The case for probabilistic data structures

Problem Statement:

Curious Learner

~8 min read · April 2, 2024 (Updated: November 29, 2024) · Free: Yes

Problem Statement:

We want to know if an user 'U' is allowed to see a piece of content 'S' or a ticket 'T'

We want to limit the no of times an user 'U' views a ticket 'O' in a time period 'T'

We want to know the number of users who have visited a particular page 'P'

Existing Solutions:

Each of the above problems are well defined and have been around with us in the Computer Science world for a long time.

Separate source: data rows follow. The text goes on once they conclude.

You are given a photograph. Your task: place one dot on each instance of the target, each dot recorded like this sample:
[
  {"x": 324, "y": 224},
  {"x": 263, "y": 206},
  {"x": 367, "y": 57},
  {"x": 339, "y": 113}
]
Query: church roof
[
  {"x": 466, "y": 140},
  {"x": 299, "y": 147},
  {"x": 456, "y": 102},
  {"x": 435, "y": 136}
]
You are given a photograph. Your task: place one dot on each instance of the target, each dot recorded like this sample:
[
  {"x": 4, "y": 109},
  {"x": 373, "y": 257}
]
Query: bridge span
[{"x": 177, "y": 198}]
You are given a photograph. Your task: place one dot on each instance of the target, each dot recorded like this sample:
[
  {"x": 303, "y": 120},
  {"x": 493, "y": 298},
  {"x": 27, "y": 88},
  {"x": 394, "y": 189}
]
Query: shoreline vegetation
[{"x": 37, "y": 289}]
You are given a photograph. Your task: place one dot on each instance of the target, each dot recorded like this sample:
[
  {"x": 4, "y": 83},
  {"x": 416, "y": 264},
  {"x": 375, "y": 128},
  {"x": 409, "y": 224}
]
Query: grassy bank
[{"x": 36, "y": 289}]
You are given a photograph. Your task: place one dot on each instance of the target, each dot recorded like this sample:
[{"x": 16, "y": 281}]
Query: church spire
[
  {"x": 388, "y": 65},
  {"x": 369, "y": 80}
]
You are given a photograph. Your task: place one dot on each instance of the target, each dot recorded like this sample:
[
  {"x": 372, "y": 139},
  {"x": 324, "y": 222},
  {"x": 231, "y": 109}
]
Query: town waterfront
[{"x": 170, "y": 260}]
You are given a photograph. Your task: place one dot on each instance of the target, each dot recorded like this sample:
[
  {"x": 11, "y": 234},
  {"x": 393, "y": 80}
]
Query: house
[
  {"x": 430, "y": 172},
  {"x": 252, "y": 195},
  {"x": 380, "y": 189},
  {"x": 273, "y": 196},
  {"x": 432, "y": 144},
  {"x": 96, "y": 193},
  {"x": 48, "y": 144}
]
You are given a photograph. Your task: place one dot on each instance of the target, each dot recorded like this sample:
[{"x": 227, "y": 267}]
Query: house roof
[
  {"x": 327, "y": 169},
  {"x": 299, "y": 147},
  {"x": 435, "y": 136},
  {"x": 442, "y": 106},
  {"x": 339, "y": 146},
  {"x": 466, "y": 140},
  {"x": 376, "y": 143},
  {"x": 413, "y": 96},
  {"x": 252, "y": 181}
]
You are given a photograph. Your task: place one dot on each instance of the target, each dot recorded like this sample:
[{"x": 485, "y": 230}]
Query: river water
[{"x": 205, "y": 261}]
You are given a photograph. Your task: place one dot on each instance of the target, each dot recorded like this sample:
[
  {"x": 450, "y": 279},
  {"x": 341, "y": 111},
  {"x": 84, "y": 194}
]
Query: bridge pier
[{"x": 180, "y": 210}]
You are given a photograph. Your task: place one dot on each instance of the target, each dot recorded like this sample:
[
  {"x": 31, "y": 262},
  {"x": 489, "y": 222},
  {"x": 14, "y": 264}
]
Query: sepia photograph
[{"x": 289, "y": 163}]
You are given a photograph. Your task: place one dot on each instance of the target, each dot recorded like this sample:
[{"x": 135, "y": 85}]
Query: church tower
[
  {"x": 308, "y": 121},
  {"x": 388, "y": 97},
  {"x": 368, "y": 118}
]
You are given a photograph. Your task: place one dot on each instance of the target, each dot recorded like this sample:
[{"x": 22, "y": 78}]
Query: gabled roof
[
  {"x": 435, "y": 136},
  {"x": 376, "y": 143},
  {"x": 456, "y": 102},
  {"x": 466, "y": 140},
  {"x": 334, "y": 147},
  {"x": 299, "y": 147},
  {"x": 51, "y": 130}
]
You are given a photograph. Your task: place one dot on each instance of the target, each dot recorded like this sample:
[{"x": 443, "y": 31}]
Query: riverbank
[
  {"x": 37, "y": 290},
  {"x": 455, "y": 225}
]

They all have solutions that could give us an exact/correct answer at the expense of growing Space & Time complexity.

For example, lets consider this problem statement :

We want to limit the no of times an user 'U' views a ticket 'O' in a time period 'T'

In its essence this is a "counting" problem. We want to maintain a count of how many times an actor / actors are visiting the underlying resource. A simple algorithm will look like this:

BEGIN
  Define a hashmap or set with a TimeToLive(TTL) of T time units
  An entry in the above map would be product_user_apiEndpoint_allowed_value:current_value
  Everytime a view-ticket event occurs, make an entry in the hashmap above
  Check if current_value is > allowed_value:
            return decision to BlockUsage 
        else
            return decision to AllowUsage 
  Reset the map/set at the end of TTL
DONE

Now, lets step back and ask our self some questions:

Q: Do we need the count to be exact, for example, lets say we want to limit users to view a ticket only 100 times per Minute, would we be adversely affected if the viewed it a 105 times? Ideally, the answer to that question should be "No". When we define a limit we should probably be doing it with a lot of headroom left for us.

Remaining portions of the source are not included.